Мазин перевел взгляд на Пашкова, взгляд скорее подбадривающий, чем вопросительный, будто он ждал лишь подтверждения Дарьиных слов. И тот подтвердил:

— Не знаю.

Думал он в этот момент не о себе и даже не о Федоре.

«Вера! Как же она? Увидит, узнает, девочка узнает. Теперь вы можете сказать: «Мой покойный брат»? Нет, только не так. Но у него могли быть документы. Ну и что? Зачем он приехал, знаю-то я один. И если я не скажу, никто не узнает. И его похоронят, может быть, в Москву даже отправят… Но о ней не узнают, и она не узнает. Хоть от этого ее уберегу».

— Почему вы показываете нам эти снимки?

— Даша ведь сказала: ваш двор.

— Кто он?

Вопрос сорвался против воли, Саша не смог удержаться, но гон, которым он спросил, давал возможность отступить, изобразить недоумение: «Неужели? На такой фотографии разве можно узнать? Я потрясен…» Впрочем, вряд ли он сумел бы сыграть такое.

Мазин пожал плечами.

— Судя по виду, бродяга. Никаких документов. Я так и думал, что для вас это человек случайный.

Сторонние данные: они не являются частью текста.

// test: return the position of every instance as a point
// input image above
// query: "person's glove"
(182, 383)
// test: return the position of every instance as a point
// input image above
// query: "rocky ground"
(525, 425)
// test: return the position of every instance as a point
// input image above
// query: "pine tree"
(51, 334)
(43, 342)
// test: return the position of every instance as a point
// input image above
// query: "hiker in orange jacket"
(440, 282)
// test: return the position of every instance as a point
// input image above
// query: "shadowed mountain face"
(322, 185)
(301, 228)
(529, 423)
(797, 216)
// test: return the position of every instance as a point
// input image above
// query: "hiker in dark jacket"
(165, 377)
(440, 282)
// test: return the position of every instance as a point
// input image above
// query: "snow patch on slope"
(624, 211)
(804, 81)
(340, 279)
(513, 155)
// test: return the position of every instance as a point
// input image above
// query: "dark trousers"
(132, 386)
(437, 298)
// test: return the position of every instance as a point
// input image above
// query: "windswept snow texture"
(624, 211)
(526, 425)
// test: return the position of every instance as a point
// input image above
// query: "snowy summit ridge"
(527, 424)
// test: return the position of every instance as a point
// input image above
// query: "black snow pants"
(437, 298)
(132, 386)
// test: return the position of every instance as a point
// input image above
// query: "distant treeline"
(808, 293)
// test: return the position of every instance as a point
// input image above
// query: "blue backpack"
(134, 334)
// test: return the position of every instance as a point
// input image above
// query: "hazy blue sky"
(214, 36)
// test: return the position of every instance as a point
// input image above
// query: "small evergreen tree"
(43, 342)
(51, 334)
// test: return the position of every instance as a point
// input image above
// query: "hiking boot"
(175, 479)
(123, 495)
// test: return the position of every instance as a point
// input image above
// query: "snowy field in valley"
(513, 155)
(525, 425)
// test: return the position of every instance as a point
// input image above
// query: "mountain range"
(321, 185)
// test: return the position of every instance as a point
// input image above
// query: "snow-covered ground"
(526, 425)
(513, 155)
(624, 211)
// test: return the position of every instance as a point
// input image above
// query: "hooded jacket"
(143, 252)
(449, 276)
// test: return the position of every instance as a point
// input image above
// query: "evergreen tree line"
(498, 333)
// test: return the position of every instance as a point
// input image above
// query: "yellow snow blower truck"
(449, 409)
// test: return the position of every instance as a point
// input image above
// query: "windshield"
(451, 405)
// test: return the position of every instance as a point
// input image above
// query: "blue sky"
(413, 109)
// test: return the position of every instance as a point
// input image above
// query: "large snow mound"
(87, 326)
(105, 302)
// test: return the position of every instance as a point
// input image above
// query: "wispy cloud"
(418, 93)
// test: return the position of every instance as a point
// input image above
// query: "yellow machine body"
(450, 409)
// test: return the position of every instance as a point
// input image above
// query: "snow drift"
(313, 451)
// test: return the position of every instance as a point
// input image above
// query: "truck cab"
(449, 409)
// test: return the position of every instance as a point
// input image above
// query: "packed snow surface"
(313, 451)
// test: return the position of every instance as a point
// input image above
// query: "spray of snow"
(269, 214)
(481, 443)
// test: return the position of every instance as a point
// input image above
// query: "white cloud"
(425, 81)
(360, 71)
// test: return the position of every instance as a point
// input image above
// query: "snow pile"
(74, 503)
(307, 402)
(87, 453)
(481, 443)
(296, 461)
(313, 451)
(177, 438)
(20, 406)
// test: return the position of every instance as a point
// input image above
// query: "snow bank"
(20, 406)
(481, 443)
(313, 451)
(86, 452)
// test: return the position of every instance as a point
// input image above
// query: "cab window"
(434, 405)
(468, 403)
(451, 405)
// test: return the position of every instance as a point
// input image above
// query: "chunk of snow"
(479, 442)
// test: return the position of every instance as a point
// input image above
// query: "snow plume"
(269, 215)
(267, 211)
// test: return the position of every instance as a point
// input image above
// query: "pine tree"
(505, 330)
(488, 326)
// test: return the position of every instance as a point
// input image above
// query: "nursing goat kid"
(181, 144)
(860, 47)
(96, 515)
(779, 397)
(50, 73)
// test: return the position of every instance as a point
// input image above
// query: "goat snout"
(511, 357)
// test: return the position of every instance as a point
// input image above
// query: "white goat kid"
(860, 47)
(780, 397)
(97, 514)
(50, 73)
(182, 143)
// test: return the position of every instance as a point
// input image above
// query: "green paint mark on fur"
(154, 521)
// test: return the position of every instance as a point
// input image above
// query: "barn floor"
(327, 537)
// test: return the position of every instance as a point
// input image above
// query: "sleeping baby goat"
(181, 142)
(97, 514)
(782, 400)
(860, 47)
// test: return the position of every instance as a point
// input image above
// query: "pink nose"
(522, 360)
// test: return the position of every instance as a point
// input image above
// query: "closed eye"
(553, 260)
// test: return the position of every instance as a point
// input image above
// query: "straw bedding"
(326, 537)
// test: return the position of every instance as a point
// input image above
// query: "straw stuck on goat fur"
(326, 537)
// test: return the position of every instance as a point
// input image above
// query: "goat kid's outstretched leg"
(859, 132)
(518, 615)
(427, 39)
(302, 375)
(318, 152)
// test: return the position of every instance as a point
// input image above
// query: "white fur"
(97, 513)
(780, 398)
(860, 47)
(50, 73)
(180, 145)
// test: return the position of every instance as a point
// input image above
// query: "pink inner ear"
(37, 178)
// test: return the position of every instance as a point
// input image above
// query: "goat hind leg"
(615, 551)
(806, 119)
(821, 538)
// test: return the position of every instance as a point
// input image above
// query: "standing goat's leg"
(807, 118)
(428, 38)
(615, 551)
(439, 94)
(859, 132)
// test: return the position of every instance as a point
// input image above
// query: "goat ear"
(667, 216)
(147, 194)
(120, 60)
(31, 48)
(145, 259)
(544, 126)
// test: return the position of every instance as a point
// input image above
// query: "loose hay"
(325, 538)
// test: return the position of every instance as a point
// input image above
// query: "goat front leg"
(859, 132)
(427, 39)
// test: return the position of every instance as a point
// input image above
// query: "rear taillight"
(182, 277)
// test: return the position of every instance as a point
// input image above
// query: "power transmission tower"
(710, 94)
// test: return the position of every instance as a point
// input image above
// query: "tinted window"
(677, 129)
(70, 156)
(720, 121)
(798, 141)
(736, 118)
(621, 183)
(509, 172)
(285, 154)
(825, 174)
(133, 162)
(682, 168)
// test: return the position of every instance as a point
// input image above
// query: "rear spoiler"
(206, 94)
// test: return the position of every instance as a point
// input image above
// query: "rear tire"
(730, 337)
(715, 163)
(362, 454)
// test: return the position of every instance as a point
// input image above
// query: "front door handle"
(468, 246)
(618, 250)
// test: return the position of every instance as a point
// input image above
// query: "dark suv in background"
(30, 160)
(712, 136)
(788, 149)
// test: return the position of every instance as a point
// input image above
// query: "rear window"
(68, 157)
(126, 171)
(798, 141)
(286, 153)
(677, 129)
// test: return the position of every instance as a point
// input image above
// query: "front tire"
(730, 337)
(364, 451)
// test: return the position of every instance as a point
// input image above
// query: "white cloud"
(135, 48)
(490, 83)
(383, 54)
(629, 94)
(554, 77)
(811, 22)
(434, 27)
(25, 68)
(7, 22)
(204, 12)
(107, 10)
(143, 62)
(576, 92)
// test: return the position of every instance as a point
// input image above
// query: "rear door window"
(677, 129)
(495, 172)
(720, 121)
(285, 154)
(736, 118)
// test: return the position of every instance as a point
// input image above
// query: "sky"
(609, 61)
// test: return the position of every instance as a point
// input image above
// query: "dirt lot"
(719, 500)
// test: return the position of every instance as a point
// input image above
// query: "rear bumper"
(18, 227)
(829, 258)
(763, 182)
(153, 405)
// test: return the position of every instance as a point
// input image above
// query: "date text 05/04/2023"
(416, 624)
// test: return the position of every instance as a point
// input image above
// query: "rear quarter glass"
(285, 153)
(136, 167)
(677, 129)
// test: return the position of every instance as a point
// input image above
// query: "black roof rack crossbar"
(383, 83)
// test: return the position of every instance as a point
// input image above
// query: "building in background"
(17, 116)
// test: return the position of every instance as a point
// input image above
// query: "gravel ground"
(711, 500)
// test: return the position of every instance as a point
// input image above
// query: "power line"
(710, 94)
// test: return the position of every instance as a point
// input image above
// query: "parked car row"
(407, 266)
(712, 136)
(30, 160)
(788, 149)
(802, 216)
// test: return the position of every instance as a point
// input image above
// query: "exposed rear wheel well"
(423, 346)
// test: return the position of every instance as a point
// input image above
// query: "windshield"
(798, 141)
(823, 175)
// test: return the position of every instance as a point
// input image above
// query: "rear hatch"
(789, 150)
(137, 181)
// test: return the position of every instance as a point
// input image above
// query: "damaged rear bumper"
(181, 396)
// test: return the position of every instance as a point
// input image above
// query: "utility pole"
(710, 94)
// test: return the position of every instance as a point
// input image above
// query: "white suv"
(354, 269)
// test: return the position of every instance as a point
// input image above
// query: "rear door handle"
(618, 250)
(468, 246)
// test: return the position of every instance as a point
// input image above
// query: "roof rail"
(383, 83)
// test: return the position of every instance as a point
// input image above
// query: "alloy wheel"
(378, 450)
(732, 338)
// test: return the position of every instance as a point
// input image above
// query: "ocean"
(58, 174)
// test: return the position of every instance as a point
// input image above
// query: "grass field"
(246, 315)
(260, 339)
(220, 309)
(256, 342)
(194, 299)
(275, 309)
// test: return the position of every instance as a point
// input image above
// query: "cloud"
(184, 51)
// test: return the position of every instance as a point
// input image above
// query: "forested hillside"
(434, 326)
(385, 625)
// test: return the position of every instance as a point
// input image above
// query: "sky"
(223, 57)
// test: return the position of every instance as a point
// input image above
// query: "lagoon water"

Пашков повторил окрепшим голосом:

— Я не знаю этого человека.

Мазин забрал фотографии, а Александр Дмитриевич машинально переложил пачку свежих газет, которую положил на журнальный столик, вниз, на полку вместе с прочитанными.

— Что же все-таки произошло? — спросила Дарья, на этот раз без всякой игривости.

Мазин пояснил коротко.

— Значит, я вам больше не нужна?

— Нет, простите за беспокойство.

— Я пойду. Ладно, Александр Дмитриевич?

Ушла она, очень вежливо попрощавшись.

Мазин проводил Дарью взглядом и вздохнул облегченно. Можно было наконец заговорить о главном, зачем он пришел. А Пашков думал, что вопрос исчерпан, и хотелось ему поскорее остаться одному и выпить полстакана водки, чтобы успокоиться, помянуть Федора и забыть поскорее страшный снимок, на котором вместо страдающего лица и замученных мыслью глаз кровавое мертвое месиво.

— Как мне жалко этого человека! — вырвалось у него.

— Вы впечатлительны.

— Что тут удивительного! Я трупы не так часто вижу, как вы.

— Верно, я привычнее. И к бездомным тоже.

— Какая разница, кто! Мне в каждой смерти колокол слышится хемингуэевский.

— Тот, что по каждому из нас звонит?

— А разве нет? И, простите, меня коробит обывательское высокомерие по отношению к сломленным людям. Не рождается же человек бродягой и алкоголиком. У нас все вверх ногами в жизни. Считают, беды от водки! Глупость какая. Водка от беды! — высказался Александр Дмитриевич раздраженно, видя, что Мазин почему-то не торопится уходить.

— Не будем спорить. Это проблема курицы и яйца. Никто не знает, что появилось раньше, — остановил его Мазин миролюбиво, но не встал, а, напротив, откинулся в кресле.

«Кажется, он не собирается уходить. Что же еще?..»

— Не понимаю. Вы человек занятой. Неужели была необходимость ко мне ехать? Разве вы не могли подослать кого-нибудь или вызвать меня? Или так срочно?

— Вообще-то да. Пришлось поторопиться и даже не мешкать, извините.

— Вы о Дарье? — На секунду Александр Дмитриевич вновь ощутил самодовольство. — Она уже собиралась уходить, нестрашно.

— А вы неплохо устроились… сторожем. Впрочем, это дело не мое.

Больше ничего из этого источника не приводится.